Mi abuelo no puede cerrar las manos. Está preso en su cuerpo, que se olvidó de él, que lo abandono antes de tiempo. Tiene toda clase de dolores, profundos, internos, inexplicables, pero todos eternos y constantes.
Está encerrado en un cuarto del que no puede salir porque sus piernas ya no responden, porque su torso no obedece, porque sus rodillas han dejado de percibirlo.
Cuenta que siente la voz de su madre, y de noche, cuando hasta en sueños los dolores lo persiguen, la llama con el grito ahogado, con el llanto presto.
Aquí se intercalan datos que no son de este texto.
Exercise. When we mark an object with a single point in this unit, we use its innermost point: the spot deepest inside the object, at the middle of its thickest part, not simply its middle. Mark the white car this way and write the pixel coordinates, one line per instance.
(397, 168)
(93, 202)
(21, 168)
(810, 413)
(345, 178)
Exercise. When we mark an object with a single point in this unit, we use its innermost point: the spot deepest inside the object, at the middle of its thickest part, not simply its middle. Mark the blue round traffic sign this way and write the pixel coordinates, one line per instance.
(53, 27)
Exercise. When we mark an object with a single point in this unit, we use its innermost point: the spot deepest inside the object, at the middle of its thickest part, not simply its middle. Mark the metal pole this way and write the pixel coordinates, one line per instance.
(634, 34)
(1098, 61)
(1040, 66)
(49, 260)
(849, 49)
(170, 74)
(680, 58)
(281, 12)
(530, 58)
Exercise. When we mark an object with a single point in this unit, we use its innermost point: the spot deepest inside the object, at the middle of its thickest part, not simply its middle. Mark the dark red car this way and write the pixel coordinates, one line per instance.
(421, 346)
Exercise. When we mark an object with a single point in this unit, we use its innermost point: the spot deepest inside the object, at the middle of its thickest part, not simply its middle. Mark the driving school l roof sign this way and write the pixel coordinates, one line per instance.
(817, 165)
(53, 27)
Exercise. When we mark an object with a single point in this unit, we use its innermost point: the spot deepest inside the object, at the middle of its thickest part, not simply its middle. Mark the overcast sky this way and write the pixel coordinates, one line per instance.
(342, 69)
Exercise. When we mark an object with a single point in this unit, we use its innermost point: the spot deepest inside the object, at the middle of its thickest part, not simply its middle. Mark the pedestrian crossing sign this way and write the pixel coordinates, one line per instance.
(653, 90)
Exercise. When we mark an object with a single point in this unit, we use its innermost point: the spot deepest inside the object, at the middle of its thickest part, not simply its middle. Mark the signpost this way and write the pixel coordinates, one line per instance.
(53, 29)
Cuenta de ella, que vino de España, con un marido joven, con tres hijos a cuestas. Que escapaba del hambre, de la miseria. Y que el hambre y la miseria también la esperaban en esta tierra. Que tuvo seis hijos más, que enviudó sin darse cuenta. Que quedo sola con nueve críos, que la muerte no fue piadosa con ella.
Se acuerda también de su primer trabajo. Tenía tres años y la obligación y la necesidad imperiosa de ganarse el pan. Dice que hacia surcos en la tierra, que le pagaban dos centavos por cada uno de ellos. Lo dice con una sonrisa tan contraria a la angustia que me produce a mí esa historia, que en esos momentos le esquivo la mirada para poder seguir escuchándolo.
Cuenta que un día, cuando volvía de trabajar, a su hermano mayor lo velaban en la mesa. Han pasado tantos años, y se le anuda la voz cuando se acuerda. Se acuerda también de todos sus otros hermanos, los repasa con la ternura expresa.
Mi abuelo no sabe de libros, no sabe de letras. Sabe de trabajo, de pesar y de perdidas.
Lo consuela la españolísima voz de su madre, que es obstinada y no lo deja. Que le conversa de noche, y de día lo merodea.
Tiene el alma más blanda, los recuerdos más certeros. Él solo, así expuesto, es mejor que cualquiera de mis letras.
Está en una cama, convirtiéndose en piedra. No puede mover las manos. Es una herida abierta.